查CAS代码,发现serviceTicketsCollection在创建时会添加一个过期时间的索引(support/cas-server-support-mongo-ticket-registry/org/apereo/cas/ticket/registry/MongoDbTicketRegistry.java):
private DBCollection createTicketCollection(final TicketDefinition ticket, final MongoDbConnectionFactory factory) {
final String collectionName = ticket.getProperties().getStorageName();
LOGGER.debug("Setting up MongoDb Ticket Registry instance [{}]", collectionName);
factory.createCollection(mongoTemplate, collectionName, this.dropCollection);
LOGGER.debug("Creating indices on collection [{}] to auto-expire documents...", collectionName);
final DBCollection collection = mongoTemplate.getCollection(collectionName);
collection.createIndex(new BasicDBObject(TicketHolder.FIELD_NAME_EXPIRE_AT, 1),
new BasicDBObject(FIELD_NAME_EXPIRE_AFTER_SECONDS, ticket.getProperties().getStorageTimeout()));
return collection;
}
在ticket配置代码中有(support/cas-server-support-mongo-ticket-registry/org/apereo/cas/config/MongoDbTicketRegistryTicketCatalogConfiguration.java):
protected void buildAndRegisterServiceTicketDefinition(final TicketCatalog plan, final TicketDefinition metadata) {
metadata.getProperties().setStorageName("serviceTicketsCollection");
metadata.getProperties().setStorageTimeout(casProperties.getTicket().getSt().getTimeToKillInSeconds());
super.buildAndRegisterServiceTicketDefinition(plan, metadata);
}
即storageTimeout在service ticket中为timeToKillInSeconds。

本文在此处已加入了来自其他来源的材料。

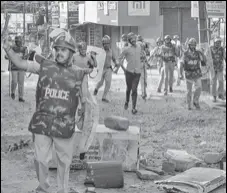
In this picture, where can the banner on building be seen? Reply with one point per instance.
(112, 5)
(216, 9)
(55, 14)
(194, 9)
(138, 8)
(73, 13)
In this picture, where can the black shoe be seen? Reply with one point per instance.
(170, 89)
(196, 105)
(82, 156)
(13, 96)
(21, 100)
(134, 111)
(126, 106)
(105, 100)
(95, 92)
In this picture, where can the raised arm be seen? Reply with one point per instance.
(18, 61)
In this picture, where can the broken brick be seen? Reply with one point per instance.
(212, 157)
(168, 167)
(155, 170)
(147, 175)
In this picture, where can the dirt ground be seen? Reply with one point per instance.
(165, 123)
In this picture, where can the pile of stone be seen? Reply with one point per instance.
(179, 163)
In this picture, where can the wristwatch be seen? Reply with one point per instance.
(8, 49)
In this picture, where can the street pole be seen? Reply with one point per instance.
(202, 28)
(24, 10)
(47, 33)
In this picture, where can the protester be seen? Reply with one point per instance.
(143, 77)
(179, 46)
(84, 60)
(57, 95)
(132, 54)
(168, 54)
(219, 57)
(18, 74)
(193, 73)
(107, 69)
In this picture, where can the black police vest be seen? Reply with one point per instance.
(57, 97)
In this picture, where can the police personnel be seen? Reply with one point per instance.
(57, 96)
(218, 55)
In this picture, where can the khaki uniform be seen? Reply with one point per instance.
(193, 74)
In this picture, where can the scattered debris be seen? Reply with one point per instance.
(168, 167)
(158, 171)
(16, 146)
(135, 186)
(90, 190)
(202, 143)
(194, 180)
(182, 159)
(147, 175)
(116, 123)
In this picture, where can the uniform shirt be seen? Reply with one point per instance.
(168, 52)
(191, 64)
(132, 56)
(110, 55)
(218, 56)
(21, 51)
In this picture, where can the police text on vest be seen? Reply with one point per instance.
(57, 94)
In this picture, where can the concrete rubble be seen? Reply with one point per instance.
(116, 123)
(147, 175)
(181, 159)
(194, 180)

Service TIcket的超时,在代码中为(core/cas-server-core-configuration/org/apereo/cas/configuration/model/core/ticket/ServiceTicketProperties.java):
public class ServiceTicketProperties implements Serializable {
private static final long serialVersionUID = -7445209580598499921L;
/**
* Controls number of times a service ticket can be used within CAS server. Usage in CAS context means service ticket validation
* transaction.
*/
private int numberOfUses = 1;
/**
* Time in seconds that service tickets should be considered live in CAS server.
*/
private long timeToKillInSeconds = 10;
所以,service ticket默认是10秒过期。
按照CAS协议(https://apereo.github.io/cas/5.2.x/protocol/CAS-Protocol-Specification.html),服务票据应该是在登录后由CAS服务器颁发给被认证方,被认证方发回CAS服务器再次验证。但从两个节点的记录上看来,这个时间顺序发生了颠倒,应该是节点2相关记录的时间在节点1相关记录的时间前。简单查看了一下两个节点的时间,发现偶尔相差超过10秒,应该是时间不同步导致的问题。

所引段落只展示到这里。